Plusem telefonu jest całkiem porządny głośnik wmontowany w obudowę. Przesłonięty jest jakby mosiężnym sitkiem i początkowo nie rzuca się specjalnie w oczy. Dopiero kiedy włączy się muzykę w dobrej jakości pokazuje na co go stać. Da się nawet wyczuć nieco basu. Telefon standardowo wyposażony jest także w wyjście jack 3,5mm, więc podłączenie swoich wypieszczonych audiofilskich słuchawek nie powinno stanowić problemu.

- Jak oceniasz zużycie energii?

- Bateria, według zapewnień producenta to litowo-jonowy akumulator o pojemności 1400 mAh. W praktyce jednak telefon bardzo długo wytrzymuje na jednym ładowaniu.
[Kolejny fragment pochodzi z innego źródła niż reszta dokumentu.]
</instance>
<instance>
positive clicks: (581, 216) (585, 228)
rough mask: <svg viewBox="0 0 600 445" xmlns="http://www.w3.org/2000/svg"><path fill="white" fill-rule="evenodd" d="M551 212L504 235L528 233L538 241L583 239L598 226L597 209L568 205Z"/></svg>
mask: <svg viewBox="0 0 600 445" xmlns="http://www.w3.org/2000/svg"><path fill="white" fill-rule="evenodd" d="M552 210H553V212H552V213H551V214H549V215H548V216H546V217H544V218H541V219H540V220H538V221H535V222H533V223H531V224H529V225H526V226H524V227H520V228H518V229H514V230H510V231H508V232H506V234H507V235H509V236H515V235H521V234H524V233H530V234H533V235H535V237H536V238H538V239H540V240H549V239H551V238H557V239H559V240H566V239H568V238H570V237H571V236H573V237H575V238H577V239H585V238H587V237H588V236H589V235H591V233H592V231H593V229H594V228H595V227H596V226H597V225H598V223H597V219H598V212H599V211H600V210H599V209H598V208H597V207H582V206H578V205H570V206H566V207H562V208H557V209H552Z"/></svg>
Podczas normalnego użytkowania - sporadyczne rozmowy, SMSy, przeglądanie sieci i kilkugodzinna wyprawa z GPS`em - Milestone rozładował się po niemal trzech dniach. Nie jest to oczywiście zamknięty eksperyment, więc nie ma też dziennika, z którego jasno wynikałoby ile czasu na co poświęciłem. Mało kto zresztą notuje takie fakty podczas normalnego użytkowania. Podsumowując, można uznać, że bateria działa wystarczająco długo, aby nie musieć nosić ze sobą ładowarki. Czyli dobrze.

- Zmieniłbyś swój telefon na Milestone`a?

- Nie zmieniłbym. Jestem uzależniony od "listy zadań" na pulpicie. Póki co Android tego nie umożliwia. W każdym razie nie w wrsji "fabrycznej". A na poważnie - uważam, że Milestone to dobra propozycja dla użytkowników, którzy szukają komputera z funkcjonalnością telefonu. W oficjalnych kanałach można go kupić za około 1800 złotych. Obsługuje pakiet aplikacji biurowych, posiada wygodną klawiaturę QWERTY, komplet łączy bezprzewodowych i dostęp do aplikacji w Android Market. Telefon także świetnie sobie radzi z multimediami.

Po dłuższym zastanowieniu nie ulega wątpliwości, że choć Milestone pod wieloma aspektami przewyższa telefon Apple raczej nie jest alternatywą dla iPhone`a. Androidowe aplikacje nadal nie są aż tak liczne. Niemniej Milestone`a można śmiało polecić osobom mobilnym, które cenią sobie korzystanie z zasobów sieci zawsze i wszędzie.